14. Imam Al Hafidh Nasruddin Addimasyqiy
Telah mengarang beberapa maulid : Jaami’ al astar fi maulid nabi al mukhtar 3 jilid, Al
lafad arra’iq fi maulid khair al khalaiq, Maurud asshadi fi maulid al hadi.

15. Imam assyakhawiy 
Dengan maulidnya al fajr al ulwi fi maulid an nabawi

16. Al allamah al faqih Ali zainal Abidin As syamhudi  
Dengan maulidnya al mawarid al haniah fi maulid khairil bariyyah

17. Al Imam Hafidz Wajihuddin Abdurrahman bin Ali bin Muhammad As syaibaniy 
yang terkenal dengan ibn diba’ 
Dengan maulidnya addiba’i

18. Imam ibn hajar al haitsami 
Dengan maulidnya itmam anni’mah alal alam bi maulid syayidi waladu adam

19. Imam Ibrahim Baajuri 
Mengarang hasiah atas maulid ibn hajar dengan nama  tuhfa al basyar ala maulid ibn
hajar

20. Al Allamah Ali Al Qari’ 
Dengan maulidnya maurud arrowi fi maulid nabawi

21. Al Allamah al Muhaddits Ja’far bin Hasan Al barzanji
Dengan maulidnya yang terkenal maulid barzanji

23. Al Imam Al Muhaddis Muhammad bin Jakfar al Kattani
Dengan maulid Al yaman wal is’ad bi maulid khair al ibad

24. Al Allamah Syeikh Yusuf bin ismail An Nabhaniy 
Dengan maulid jawahir an nadmu al badi’ fi maulid as syafi’

25. Imam Ibrahim Assyaibaniy 
Dengan maulid al maulid mustofa adnaani

26. Imam Abdulghaniy Annanablisiy 
Dengan maulid Al Alam Al Ahmadi fi maulid muhammadi”

27. Syihabuddin Al Halwani
Dengan maulid fath al latif fi syarah maulid assyarif

28. Imam Ahmad bin Muhammad Addimyati
Dengan maulid Al Kaukab al azhar alal ‘iqdu al jauhar fi maulid nadi al azhar

29. Asyeikh Ali Attanthowiy  
Dengan maulid nur as shofa’ fi maulid al mustofa

30. As syeikh Muhammad Al maghribi
Dengan maulid at tajaliat al khifiah fi maulid khoir al bariah.
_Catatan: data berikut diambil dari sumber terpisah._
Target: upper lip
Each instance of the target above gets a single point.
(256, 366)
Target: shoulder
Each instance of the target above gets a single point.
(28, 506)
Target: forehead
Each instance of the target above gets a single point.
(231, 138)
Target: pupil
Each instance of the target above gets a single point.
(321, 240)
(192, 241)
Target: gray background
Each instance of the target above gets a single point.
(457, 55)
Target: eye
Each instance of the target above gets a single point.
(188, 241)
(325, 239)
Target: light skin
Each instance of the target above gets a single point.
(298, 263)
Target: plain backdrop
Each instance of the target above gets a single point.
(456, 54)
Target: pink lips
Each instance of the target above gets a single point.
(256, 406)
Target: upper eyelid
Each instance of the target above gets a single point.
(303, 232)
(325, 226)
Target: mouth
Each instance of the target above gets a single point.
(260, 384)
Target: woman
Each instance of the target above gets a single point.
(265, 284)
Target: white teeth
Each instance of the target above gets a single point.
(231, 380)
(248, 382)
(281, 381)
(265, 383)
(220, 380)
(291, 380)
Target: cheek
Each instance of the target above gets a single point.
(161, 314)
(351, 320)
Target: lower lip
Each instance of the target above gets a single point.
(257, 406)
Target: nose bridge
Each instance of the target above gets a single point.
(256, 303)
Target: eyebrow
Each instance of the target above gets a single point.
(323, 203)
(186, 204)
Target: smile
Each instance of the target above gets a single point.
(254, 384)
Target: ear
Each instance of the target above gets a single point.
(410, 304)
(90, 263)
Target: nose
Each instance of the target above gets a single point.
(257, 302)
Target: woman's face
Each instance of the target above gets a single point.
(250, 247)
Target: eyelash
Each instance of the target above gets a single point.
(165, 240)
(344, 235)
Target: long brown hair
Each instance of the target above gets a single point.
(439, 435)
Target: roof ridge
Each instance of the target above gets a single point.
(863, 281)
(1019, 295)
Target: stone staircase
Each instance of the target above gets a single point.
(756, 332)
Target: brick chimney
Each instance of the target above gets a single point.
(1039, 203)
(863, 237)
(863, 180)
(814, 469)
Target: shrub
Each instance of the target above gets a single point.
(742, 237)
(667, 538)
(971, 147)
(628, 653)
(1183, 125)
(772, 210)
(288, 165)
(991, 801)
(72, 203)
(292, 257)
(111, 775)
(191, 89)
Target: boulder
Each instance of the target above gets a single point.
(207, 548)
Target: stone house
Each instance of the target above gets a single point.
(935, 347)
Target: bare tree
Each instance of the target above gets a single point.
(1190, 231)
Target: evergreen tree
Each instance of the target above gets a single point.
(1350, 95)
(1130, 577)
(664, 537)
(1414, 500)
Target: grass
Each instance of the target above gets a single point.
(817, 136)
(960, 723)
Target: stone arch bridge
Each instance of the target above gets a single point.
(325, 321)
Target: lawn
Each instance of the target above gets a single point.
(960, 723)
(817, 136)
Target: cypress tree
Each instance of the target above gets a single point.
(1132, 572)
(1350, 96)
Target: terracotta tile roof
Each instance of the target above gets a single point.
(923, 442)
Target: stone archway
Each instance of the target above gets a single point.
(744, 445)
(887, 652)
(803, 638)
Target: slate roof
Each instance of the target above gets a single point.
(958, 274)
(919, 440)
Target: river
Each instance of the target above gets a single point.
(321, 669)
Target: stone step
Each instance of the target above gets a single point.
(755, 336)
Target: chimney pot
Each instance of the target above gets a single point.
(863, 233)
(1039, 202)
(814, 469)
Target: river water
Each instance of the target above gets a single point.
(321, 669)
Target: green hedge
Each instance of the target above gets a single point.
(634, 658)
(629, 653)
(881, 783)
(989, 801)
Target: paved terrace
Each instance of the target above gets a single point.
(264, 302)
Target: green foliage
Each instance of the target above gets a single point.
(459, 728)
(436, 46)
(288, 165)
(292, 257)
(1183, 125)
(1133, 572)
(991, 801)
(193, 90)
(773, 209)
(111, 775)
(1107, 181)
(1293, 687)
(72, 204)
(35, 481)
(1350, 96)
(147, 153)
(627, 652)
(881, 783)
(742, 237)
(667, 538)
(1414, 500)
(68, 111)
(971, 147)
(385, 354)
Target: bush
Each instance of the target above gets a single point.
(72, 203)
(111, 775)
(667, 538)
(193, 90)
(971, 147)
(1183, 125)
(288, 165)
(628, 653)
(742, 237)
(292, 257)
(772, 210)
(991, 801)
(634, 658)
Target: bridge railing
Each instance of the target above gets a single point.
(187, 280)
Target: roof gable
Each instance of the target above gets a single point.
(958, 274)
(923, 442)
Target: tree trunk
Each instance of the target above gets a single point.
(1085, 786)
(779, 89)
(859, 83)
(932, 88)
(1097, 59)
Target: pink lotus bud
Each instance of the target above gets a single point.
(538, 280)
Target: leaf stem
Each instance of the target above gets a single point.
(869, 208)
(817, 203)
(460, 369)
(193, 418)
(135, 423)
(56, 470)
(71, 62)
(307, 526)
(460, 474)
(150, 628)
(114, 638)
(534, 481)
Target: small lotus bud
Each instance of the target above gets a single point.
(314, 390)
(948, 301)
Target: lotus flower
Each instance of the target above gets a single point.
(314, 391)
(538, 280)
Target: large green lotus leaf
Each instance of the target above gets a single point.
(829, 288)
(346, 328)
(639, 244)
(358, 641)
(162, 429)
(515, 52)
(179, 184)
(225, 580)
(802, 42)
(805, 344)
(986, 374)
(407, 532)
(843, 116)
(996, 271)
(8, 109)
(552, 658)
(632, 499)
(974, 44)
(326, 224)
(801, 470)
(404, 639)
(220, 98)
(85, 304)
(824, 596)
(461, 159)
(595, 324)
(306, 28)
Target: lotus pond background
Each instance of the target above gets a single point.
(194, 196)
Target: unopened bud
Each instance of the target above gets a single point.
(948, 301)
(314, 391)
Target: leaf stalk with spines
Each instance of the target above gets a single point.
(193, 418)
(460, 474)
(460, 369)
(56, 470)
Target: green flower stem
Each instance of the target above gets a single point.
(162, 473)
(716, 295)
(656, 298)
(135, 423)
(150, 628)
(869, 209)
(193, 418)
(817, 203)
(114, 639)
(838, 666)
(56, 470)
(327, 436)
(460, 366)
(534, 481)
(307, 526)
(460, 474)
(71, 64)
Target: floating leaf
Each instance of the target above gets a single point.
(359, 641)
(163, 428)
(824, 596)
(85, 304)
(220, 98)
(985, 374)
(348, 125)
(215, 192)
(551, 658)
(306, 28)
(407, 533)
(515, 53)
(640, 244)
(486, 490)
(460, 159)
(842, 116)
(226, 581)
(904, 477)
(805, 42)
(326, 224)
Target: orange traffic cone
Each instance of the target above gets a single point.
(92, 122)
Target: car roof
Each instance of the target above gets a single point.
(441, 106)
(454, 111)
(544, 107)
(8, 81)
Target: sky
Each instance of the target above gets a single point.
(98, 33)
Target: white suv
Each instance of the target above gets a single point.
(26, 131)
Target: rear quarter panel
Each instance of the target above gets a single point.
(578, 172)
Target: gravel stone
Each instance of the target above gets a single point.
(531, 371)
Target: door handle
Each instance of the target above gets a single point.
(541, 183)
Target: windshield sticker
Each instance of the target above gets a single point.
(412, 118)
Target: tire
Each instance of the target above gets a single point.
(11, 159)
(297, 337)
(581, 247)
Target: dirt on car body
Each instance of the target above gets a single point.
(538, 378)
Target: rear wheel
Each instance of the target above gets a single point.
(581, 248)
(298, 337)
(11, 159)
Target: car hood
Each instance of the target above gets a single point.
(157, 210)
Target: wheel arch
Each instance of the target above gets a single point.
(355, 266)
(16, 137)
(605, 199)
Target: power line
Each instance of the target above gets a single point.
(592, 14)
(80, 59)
            Tiada satupun para Muhadditsin dan para Imam yang menentang dan melarang hal ini,
mengenai beberapa pernyataan pada Imam dan Muhadditsin yang menentang maulid
sebagaimana disampaikan oleh kalangan anti maulid, maka mereka ternyata hanya
menggunting dan memotong ucapan para Imam itu, dengan kelicikan yang jelas jelas
meniru kelicikan para misionaris dalam menghancurkan Islam

Berdiri saat Mahal Qiyam dalam pembacaan Maulid 

           Mengenai berdiri saat maulid ini, merupakan Qiyas dari menyambut kedatangan Islam
dan Syariah Rasul saw, dan menunjukkan semangat atas kedatangan sang pembawa
risalah pada kehidupan kita, hal ini lumrah saja, sebagaimana penghormatan yang
dianjurkan oleh Rasul saw adalah berdiri, sebagaimana diriwayatkan ketika sa’ad bin
Mu’adz ra datang maka Rasul saw berkata kepada kaum anshar : “Berdirilah untuk
tuan kalian” (shahih Bukhari hadits no.2878, Shahih Muslim hadits no.1768), demikian
pula berdirinya Thalhah ra untuk Ka’b bin Malik ra.
          Memang mengenai berdiri penghormatan ini ada ikhtilaf ulama, sebagaimana yang
dijelaskan bahwa berkata Imam Alkhattabiy bahwa berdirinya bawahan untuk
majikannya, juga berdirinya murid untuk kedatangan  gurunya, dan berdiri untuk
kedatangan Imam yang adil dan yang semacamnya merupakan hal yang baik, dan
berkata Imam Bukhari bahwa yang dilarang adalah berdiri untuk pemimpin yang duduk,
dan Imam Nawawi yang berpendapat bila berdiri untuk penghargaan maka taka apa,
sebagaimana Nabi saw berdiri untuk kedatangan putrinya Fathimah ra saat ia datang,
namun adapula pendapat lain yang melarang berdiri untuk penghormatan.(Rujuk
Fathul Baari Almasyhur Juz 11 dan Syarh Imam Nawawi ala shahih muslim juz 12 hal
93)
            Namun dari semua pendapat itu, tentulah berdiri saat mahal qiyam dalam membaca
maulid itu tak ada hubungan apa apa dengan semua perselisihan itu, karena Rasul
saw tidak dhohir dalam pembacaan maulid itu, lepas  dari anggapan ruh Rasul saw
hadir saat pembacaan maulid, itu bukan pembahasan kita, masalah seperti itu adalah
masalah ghaib yang tak bisa disyarahkan dengan hukum dhohir, semua ucapan diatas
adalah perbedaan pendapat mengenai berdiri penghormatan yang Rasul saw pernah
melarang agar sahabat tak berdiri untuk memuliakan beliau saw.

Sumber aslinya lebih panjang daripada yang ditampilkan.